Overworld Encounters Merged into pokeemerald-expansion
How It Started
This pull request had an odd start, so let me set the scene.
- I had created an overworld encounter system, but it was now outdated and quite frankly, not the best.
- Pokabbie had open sourced Pokémon Emerald Rogue.
- Jamie (FosterProgramming) had already isolated and ported Pokabbie’s overworld encounter system to Phantonomy’s Pokémon Ultra Eclipse.
Back in November, Bivurnum mentioned in Team Aqua’s Hideout that they were looking to create a public Overworld Encounters implementation, to which I joked said that we should pick it up properly and create a pokeemerald-expansion pull request for it. And just like that a five month journey was about to begin. We messaged Jamie and Pokabbie, asking for permission to use the work they’d done so far, then started on our iteration, review cycles, and at least one “I don’t know how the PR keeps getting closed” from Biv.
How It Works
Some examples of Overworld Wild Encounters on the first routes in Generation 3.

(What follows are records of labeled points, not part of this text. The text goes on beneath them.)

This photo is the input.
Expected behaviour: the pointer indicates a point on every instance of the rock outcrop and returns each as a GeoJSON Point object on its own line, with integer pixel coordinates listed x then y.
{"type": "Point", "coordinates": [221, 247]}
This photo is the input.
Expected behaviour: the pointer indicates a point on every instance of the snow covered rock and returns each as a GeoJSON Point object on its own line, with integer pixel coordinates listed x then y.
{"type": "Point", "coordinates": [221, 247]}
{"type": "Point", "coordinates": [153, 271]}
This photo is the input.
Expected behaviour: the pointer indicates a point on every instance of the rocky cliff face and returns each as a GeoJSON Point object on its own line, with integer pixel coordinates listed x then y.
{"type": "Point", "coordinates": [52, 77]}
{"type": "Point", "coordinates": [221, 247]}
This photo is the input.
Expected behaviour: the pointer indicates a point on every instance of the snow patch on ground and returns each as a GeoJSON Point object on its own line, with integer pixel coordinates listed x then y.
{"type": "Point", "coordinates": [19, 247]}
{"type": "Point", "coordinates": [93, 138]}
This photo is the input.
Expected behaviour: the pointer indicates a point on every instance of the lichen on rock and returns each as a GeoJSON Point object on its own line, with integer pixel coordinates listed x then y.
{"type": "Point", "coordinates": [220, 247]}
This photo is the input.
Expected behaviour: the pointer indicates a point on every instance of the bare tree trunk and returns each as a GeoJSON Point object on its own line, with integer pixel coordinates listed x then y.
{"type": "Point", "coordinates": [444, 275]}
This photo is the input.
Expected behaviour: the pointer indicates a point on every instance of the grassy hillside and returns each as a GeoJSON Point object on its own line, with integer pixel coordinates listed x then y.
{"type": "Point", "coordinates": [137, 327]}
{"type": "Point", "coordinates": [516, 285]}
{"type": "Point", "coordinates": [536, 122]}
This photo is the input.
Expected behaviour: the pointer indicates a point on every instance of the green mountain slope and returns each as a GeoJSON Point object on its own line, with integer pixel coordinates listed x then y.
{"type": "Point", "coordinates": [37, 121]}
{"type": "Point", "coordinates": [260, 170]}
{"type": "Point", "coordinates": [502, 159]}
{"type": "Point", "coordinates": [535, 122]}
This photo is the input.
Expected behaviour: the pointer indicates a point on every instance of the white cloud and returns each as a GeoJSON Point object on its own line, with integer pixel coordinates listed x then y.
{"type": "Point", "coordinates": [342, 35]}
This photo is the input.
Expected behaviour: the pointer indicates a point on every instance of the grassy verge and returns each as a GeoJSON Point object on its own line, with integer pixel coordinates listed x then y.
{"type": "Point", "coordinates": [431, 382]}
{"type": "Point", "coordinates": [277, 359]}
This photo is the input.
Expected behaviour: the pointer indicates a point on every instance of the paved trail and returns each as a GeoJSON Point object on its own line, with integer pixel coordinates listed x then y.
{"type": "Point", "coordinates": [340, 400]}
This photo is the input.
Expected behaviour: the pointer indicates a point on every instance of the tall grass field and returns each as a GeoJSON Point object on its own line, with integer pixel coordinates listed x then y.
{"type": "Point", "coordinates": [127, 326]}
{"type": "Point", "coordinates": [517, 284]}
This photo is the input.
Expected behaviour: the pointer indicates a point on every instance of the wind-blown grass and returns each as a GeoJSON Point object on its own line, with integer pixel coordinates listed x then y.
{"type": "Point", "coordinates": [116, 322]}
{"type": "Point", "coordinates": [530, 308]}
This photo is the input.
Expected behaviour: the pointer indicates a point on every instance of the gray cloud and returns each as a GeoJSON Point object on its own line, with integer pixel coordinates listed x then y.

Overworld Encounters (OWEs) are wild Pokémon that appear as actual objects on the map, the same mechanic you’d recognise from Generation 8 and Generation 9, but now running on a GBA. Instead of stepping into grass and triggering a blind random battle, you can see the Pokémon walking around and choose whether or not to engage.
Here’s what the implementation supports:
- Automatic spawning. OWE objects generate from the map’s existing land and water encounter tables. It’s automatic, it uses the same encounter system within the game already, just spawns them in the overworld.
- Manual spawning. Specific OWEs with a defined species, level, gender, or shininess can be created, useful for specific story events.
- Special cases. Feebas fishing spots spawn as OWEs, shiny Feebas can’t be despawned, and Mass Outbreaks, Roamers, Safari Zone, Battle Pyramid, and Battle Pike each have their own OWE configurations.
- Despawning and replacement. Older OWEs despawn over time and are replaced with new ones. Shiny Pokémon can be kept permanently, perfect for AFK shiny hunting.
- Per-species movement. Each species can have its own movement type and behaviours, chasing the player or running away depending on what you set for them to do.
- Repel and Lure support. Repels despawn OWEs that would be effected by them normally, while Lures keep all their benfits.
- Legends Shiny sparkle effect. Shiny OWEs will have a sparkle graphic as they spawn and will play the shiny sound effect, like in the Legends series of games.
The core implementation lives in a new include/config/wild_encounter.h config file, with a lot of settings able to be toggled per project.
How It Went
Biv and I worked well together, with a fairly natural split emerging over time. Biv, talented as they are, handled a lot of the core logic, including: the Repel and level checks, the despawn behaviours, the Feebas edge cases and the movement behaviours. My contributions were a bit more varied. Having already attempted to build my own OWE system before this PR, I knew what the difficulties tended to be. I focussed on things like the consistent storage of OWE data, ability interactions so the encounters wouldn’t feel different to pre-existing ones, and field effect behaviour. And yes, there was plenty of refactoring between the two of us as well.
Even after Biv and I rebuilt the code for expansion, it was only fitting that Jamie would review the PR. Over April there were 130 review comments between the three of us, and ended up having to move most of the conversations to the rh-hideout Discord. During review, there was a lot of back-and-forth about naming conventions, removing redundant code, and getting edge cases spot on. But we needed to be thorough for a feature this size. We also managed to find a few bugs in the wider codebase on our travels.
By the time it was done, the PR had touched 46 files, added 3,641 lines, removed 181, and accumulated 818 commits across both our branch and the review fixes. #8434 - Overworld Encounters was merged into upcoming on 29th April 2026.
What This Means for Ikigai
Overworld encounters have always been planned for Pokémon Ikigai, but now they will be implemented in a much better way. Being able to see Pokémon in the world before engaging them, rather than every encounter being a blind roll with some many options in how it’s used, will be perfect. Having this in the expansion as a first-party feature means I and other users can use it without worrying about maintaining it personally. It was worth the five months.